Configuration Storage

The CLI stores your configuration in ~/.locallab/config.json for future use. This includes:

  • HuggingFace token (if provided)
  • Model settings
  • Server configuration
  • Optimization settings

To view your stored configuration:

cat ~/.locallab/config.json

To reset your configuration, simply delete this file:

rm ~/.locallab/config.json

Google Colab Integration

The CLI works seamlessly in Google Colab.
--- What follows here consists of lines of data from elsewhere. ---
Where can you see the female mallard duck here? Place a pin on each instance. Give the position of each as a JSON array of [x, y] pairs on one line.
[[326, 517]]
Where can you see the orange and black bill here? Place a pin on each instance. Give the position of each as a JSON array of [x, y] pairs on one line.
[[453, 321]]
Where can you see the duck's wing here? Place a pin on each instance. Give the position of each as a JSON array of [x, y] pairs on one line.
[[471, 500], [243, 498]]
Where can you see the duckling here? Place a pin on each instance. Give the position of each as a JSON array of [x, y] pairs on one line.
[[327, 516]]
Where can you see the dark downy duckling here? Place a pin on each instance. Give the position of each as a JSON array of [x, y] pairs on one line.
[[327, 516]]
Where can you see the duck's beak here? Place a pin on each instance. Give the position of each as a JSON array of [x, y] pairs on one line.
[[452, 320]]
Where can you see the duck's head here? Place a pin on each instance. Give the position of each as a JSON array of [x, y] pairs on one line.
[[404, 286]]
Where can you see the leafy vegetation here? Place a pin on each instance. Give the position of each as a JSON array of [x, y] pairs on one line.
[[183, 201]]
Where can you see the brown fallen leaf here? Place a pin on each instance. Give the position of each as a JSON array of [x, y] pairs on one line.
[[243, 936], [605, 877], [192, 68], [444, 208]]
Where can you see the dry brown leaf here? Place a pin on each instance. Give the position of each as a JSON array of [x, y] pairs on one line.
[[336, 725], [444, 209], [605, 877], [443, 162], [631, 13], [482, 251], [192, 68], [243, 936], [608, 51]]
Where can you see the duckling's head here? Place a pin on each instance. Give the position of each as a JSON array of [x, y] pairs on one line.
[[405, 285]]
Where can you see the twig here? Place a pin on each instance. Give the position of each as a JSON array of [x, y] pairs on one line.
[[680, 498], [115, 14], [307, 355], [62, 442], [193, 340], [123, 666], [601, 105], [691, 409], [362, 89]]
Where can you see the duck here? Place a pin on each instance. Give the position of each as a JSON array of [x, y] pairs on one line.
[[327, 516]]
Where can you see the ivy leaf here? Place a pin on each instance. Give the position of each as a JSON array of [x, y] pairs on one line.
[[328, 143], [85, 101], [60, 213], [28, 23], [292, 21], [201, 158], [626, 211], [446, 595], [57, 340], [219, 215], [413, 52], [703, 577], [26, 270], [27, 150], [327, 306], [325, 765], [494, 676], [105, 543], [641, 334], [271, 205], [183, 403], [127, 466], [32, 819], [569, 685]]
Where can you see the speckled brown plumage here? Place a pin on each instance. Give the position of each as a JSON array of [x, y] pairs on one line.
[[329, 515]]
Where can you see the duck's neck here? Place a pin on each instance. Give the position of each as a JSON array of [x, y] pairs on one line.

When running in Colab, the CLI automatically detects the environment and provides appropriate defaults:

from locallab import start_server

# This will prompt for any missing required settings
start_server()

# Or with some settings provided
start_server(use_ngrok=True, port=8080)

The CLI will detect that it's running in Colab and prompt for any missing required settings, such as the ngrok authentication token if use_ngrok=True is specified.

New in v0.4.9

Version 0.4.9 brings significant improvements to the configuration system:

🔄 Persistent Configuration That Works

  • Fixed Configuration Persistence: The locallab config command now properly saves settings that are respected when running locallab start
  • Configuration Display: The config command now shows your current configuration before prompting for changes
  • Skip Unnecessary Prompts: The CLI now only prompts for settings that aren't already configured
  • Clear Feedback: After saving configuration, the CLI shows what was saved and how to use it

🛠️ Improved Configuration Workflow

# Step 1: Configure your settings once
locallab config

# Step 2: Start the server using your saved configuration
locallab start

With this improved workflow, you only need to configure your settings once, and they'll be remembered for future sessions.

Example Configuration Session

$ locallab config

📋 Current Configuration:
  port: 8000
  model_id: microsoft/phi-2
  enable_quantization: true
  quantization_type: int8
  enable_attention_slicing: true

Would you like to reconfigure these settings? [Y/n]: n
Configuration unchanged.

$ locallab start
🎮 GPU detected with 8192MB free of 16384MB total
💾 System memory: 12288MB free of 16384MB total

✅ Using saved configuration!

New in v0.4.8

Version 0.4.8 brings significant improvements to the CLI:

⚡ Lightning-Fast Startup

  • Lazy Loading: The CLI now uses lazy loading for imports, resulting in much faster startup times
  • Optimized Initialization: Reduced unnecessary operations during CLI startup
  • Faster Response: Commands like locallab info now respond almost instantly

🛡️ Improved Error Handling

  • Robust Error Recovery: Better handling of common errors like missing dependencies
  • Informative Messages: More helpful error messages that guide you to solutions
  • Graceful Fallbacks: The CLI now gracefully handles missing or invalid configuration values

🔄 Unified Configuration System

  • Seamless Integration: CLI options, environment variables, and configuration files now work together harmoniously
  • Consistent Behavior: No more conflicts between different ways of setting configuration values
  • Clear Precedence: Environment variables take precedence over saved configuration, which takes precedence over defaults

📊 Enhanced System Information

  • Detailed Hardware Info: The locallab info command now provides more detailed information about your system
  • Better Memory Reporting: Improved memory usage reporting with proper unit conversion (GB instead of MB)
  • GPU Details: More comprehensive GPU information when available

Example Usage

# Start with interactive configuration - now much faster!
locallab start

# Use the improved system information command
locallab info

# Configure with specific options - now with better error handling
locallab start --model microsoft/phi-2 --quantize --quantize-type int8 --attention-slicing

Using the CLI in Python Code

You can also use the CLI functionality directly in your Python code:

from locallab.cli.interactive import prompt_for_config
from locallab.cli.config import save_config

# Run the interactive configuration
config = prompt_for_config()

# Save the configuration
save_config(config)

# Use the configuration
print(config)

This is useful if you want to build your own custom configuration flow on top of LocalLab's CLI.